In 1928 Urban Hanlon Broughton purchased the house as a gift for the Conservative Party intended to commemorate Bonar Law.In July 1929 Ashridge opened by Stanley Baldwin as a College under the governance of the Bonar Law Memorial Trust (BLMT). The BLMT was charged by its Founding Deed to pursue the following goals, namely
(a) honouring the memory of a great statesman, (b) the preservation of the house and grounds as an historic building, (c) to create an educational centre ... (d) to train lecturers, speakers and writers to further the study of the subjects outlined above (e) ... provide lectures and/or discussions on these subjects open to the public or for those who had paid fees to attend, (f) ... provide a supporting staff, (g) to allow boarding by those attending the lectures and discussions.
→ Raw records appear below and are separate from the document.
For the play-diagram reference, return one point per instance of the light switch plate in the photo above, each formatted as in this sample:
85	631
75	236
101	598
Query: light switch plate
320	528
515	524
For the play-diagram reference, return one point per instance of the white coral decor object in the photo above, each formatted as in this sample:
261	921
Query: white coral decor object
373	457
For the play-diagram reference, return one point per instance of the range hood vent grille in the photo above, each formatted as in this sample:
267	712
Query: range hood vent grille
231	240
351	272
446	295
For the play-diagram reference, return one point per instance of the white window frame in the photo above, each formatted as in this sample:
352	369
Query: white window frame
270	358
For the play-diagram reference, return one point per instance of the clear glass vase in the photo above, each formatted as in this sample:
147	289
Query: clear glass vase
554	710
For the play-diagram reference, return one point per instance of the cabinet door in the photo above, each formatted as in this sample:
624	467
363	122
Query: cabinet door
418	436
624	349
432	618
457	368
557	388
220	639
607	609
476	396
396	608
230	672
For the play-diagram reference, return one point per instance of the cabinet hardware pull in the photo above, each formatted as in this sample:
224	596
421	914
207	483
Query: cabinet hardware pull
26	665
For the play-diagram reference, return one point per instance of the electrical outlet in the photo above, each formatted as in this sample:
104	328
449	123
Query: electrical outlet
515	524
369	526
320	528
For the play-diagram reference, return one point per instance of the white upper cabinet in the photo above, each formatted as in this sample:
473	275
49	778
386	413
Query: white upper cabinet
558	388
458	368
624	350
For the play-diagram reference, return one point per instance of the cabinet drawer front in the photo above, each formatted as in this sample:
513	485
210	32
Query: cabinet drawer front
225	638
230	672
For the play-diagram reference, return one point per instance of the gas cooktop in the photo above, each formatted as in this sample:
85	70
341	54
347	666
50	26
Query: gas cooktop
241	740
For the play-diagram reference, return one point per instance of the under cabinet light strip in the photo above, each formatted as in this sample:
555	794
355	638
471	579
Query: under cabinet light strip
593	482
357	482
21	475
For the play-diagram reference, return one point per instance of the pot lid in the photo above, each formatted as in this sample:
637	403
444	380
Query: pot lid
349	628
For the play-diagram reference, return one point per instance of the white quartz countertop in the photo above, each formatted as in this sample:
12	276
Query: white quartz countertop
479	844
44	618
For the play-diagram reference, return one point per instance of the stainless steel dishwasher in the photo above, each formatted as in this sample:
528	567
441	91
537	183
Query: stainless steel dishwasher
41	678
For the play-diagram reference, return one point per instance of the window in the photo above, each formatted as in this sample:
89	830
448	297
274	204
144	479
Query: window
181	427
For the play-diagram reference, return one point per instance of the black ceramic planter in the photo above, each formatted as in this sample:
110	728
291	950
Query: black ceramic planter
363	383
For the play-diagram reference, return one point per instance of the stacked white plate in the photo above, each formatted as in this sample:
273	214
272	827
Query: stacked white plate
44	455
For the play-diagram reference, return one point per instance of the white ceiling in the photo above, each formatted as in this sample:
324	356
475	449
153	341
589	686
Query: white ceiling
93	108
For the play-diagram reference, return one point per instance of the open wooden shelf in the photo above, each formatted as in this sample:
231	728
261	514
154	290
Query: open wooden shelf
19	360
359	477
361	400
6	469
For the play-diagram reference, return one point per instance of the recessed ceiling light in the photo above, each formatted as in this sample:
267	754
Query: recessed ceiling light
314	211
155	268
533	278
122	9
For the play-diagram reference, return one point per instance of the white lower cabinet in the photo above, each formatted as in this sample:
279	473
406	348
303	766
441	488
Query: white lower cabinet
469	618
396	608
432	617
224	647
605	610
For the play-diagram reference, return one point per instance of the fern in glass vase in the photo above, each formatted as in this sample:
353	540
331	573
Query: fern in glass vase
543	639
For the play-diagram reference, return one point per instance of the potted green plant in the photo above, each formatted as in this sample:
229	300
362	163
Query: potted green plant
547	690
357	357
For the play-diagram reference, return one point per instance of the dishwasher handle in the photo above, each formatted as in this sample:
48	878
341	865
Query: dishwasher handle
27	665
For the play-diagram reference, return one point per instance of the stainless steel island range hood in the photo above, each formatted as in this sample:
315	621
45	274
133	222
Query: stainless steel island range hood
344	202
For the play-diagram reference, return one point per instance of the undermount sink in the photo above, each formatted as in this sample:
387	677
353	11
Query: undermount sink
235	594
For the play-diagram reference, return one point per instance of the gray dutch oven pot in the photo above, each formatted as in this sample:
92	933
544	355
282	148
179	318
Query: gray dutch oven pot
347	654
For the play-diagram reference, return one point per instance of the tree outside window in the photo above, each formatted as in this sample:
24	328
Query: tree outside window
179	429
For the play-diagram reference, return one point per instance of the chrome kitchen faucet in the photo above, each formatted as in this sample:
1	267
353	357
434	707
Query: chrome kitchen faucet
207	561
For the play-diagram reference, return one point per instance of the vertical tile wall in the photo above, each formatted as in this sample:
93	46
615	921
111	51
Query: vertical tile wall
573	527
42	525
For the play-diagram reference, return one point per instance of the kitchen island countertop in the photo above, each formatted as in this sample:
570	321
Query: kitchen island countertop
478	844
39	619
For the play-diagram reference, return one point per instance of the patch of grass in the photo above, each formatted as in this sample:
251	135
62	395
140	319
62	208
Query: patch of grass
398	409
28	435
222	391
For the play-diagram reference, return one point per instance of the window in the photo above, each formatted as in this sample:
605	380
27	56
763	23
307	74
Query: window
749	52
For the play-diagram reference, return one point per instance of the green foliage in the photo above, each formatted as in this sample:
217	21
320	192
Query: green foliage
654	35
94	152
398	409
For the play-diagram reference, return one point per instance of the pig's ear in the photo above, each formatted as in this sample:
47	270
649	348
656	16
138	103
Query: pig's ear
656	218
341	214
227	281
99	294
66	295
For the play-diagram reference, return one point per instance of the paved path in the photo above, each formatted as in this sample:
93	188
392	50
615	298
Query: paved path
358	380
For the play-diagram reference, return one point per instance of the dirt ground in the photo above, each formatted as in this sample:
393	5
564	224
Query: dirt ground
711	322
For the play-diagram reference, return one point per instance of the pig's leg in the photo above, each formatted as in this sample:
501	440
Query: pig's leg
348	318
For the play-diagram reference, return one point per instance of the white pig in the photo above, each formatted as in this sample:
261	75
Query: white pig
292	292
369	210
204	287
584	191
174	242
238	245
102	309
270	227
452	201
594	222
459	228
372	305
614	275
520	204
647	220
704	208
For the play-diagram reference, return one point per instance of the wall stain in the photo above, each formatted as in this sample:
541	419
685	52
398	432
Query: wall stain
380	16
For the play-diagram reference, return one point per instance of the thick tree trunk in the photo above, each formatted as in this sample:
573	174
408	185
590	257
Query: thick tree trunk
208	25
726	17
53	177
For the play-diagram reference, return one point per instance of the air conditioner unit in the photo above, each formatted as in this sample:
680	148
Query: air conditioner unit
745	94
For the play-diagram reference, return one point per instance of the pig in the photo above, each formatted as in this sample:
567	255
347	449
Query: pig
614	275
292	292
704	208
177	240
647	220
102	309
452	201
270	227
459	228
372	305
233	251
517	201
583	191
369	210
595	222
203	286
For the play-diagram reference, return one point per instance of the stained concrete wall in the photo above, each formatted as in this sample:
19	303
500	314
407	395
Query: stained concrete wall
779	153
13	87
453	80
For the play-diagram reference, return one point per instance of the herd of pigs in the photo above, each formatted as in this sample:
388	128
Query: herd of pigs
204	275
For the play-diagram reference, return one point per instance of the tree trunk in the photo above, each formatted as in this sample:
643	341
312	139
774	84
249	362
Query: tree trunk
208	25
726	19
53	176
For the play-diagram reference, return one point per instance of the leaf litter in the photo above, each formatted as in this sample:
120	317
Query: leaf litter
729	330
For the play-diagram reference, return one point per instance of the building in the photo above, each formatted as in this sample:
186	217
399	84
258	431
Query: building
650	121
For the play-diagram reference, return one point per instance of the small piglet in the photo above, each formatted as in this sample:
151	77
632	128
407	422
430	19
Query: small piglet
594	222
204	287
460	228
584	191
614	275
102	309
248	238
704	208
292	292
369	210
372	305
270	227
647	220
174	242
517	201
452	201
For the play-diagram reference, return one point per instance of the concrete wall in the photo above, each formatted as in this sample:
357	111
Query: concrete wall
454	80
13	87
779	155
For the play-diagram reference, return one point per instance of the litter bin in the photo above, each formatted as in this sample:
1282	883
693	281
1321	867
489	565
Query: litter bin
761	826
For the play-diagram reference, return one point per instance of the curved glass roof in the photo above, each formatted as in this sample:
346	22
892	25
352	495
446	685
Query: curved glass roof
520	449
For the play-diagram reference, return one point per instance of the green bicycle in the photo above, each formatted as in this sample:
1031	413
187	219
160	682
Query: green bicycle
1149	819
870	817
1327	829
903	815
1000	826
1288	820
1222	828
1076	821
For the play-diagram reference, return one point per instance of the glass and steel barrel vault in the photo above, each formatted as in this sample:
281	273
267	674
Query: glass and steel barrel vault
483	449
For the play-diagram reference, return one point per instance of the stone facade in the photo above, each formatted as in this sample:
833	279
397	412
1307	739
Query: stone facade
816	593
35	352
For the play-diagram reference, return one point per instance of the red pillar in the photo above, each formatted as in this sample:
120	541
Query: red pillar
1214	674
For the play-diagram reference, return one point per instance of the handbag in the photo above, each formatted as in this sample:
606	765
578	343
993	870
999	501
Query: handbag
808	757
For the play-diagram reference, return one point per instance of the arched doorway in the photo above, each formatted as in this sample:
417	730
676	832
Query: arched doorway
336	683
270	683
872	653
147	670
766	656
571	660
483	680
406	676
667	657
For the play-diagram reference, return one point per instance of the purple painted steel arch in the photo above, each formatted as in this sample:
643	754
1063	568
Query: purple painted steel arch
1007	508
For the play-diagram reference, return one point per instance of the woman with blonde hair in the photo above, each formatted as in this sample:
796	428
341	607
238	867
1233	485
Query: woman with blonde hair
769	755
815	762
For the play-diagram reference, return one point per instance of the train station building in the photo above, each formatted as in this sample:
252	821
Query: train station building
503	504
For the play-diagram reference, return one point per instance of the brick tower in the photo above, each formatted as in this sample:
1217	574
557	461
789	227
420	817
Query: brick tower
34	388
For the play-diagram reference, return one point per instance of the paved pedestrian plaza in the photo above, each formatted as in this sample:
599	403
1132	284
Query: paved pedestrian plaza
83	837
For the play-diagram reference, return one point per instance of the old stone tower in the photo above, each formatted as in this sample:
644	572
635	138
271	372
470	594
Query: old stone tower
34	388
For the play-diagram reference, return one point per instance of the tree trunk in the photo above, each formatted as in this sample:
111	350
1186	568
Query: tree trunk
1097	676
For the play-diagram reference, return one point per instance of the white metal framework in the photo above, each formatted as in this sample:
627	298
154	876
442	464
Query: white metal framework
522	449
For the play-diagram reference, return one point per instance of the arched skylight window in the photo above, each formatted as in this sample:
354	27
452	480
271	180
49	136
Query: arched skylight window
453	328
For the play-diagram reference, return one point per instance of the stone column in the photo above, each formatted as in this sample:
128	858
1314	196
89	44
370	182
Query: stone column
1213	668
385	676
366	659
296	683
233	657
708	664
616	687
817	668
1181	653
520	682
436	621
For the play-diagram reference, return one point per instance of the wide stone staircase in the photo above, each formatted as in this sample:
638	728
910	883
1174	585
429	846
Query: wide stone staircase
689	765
For the next fifteen years the college, the full title of which was the Bonar Law Memorial College, Ashridge was to act as a school for Conservative intellectuals creating, in their own words, 'Conservative Fabians', and as a 'College of Citizenship' for 'the general education of the electorate'. Associated with the College were regional or county circles or clubs, such the Ashridge Dining Club in London; their activities were reported by The Ashridge Journal.In 1954 its Deed of Foundation was changed by Act of Parliament, and Ashridge was 're-founded' as an educational charity. In 1959 it became a Management College, which it remains today.
In 1959 Ashridge College was re-launched to provide management training, and was named Ashridge Business School.In 2015, Ashridge Business School operationally merged with Hult International Business School, an American business school with campuses in seven cities around the world. As part of the merger, Ashridge Business School changed its name to Ashridge Executive Education.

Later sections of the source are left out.